Dr Witteles: The second thing I'd say is just that this is an exceptionally exciting time in amyloidosis. ATTR amyloidosis has gotten a lot of attention recently because of the big advances in diagnosis and therapy, but I'd say that the advances in AL amyloidosis in the last decade have really been no less incredible and no less impactful. So there's still great room for improvement in outcomes moving forward, but there's really never been a more exciting time in the field. And thanks for having me today.

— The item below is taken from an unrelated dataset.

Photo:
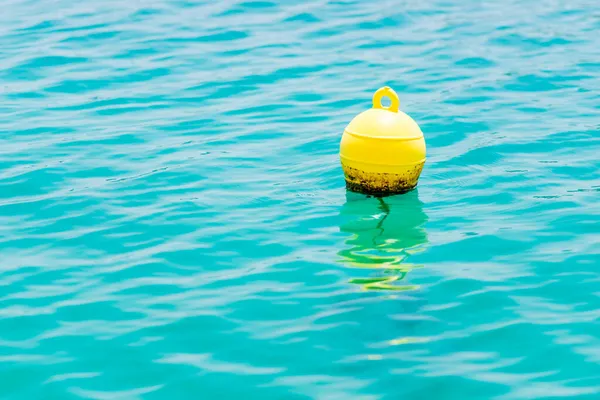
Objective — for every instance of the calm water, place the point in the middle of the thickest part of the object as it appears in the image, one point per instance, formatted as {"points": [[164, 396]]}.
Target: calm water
{"points": [[174, 222]]}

Dr Dispenzieri: I would echo that. I think the 1 thing, I can't say it enough, is you have to think of the diagnosis to make it, because there are patients that really, despite really good plasma cell-directed therapy, the horse is so far out of the barn, that a majority of a small fraction will ... It's hard to help them. So we need to make that diagnosis.

And there is just so much excitement. The therapies that are currently available, the really interesting work going on in myeloma with type-specific T cells and CAR Ts. At some point, I think these other more exciting or novel types of immunotherapy will be accessible for our patients as well with AL. And so make the diagnosis and lots of hope.

Dr Comenzo: Angela, thank you. Ron, thank you. This has been a wonderful, wonderful discussion.

And I especially want to thank our audience. Thank you for participating in this discussion about AL amyloidosis and the improvements in therapy. Please answer the questions that follow, complete the evaluation of the course, and keep your eyes open for cases as they come through your clinic.

This transcript has been edited for style and clarity.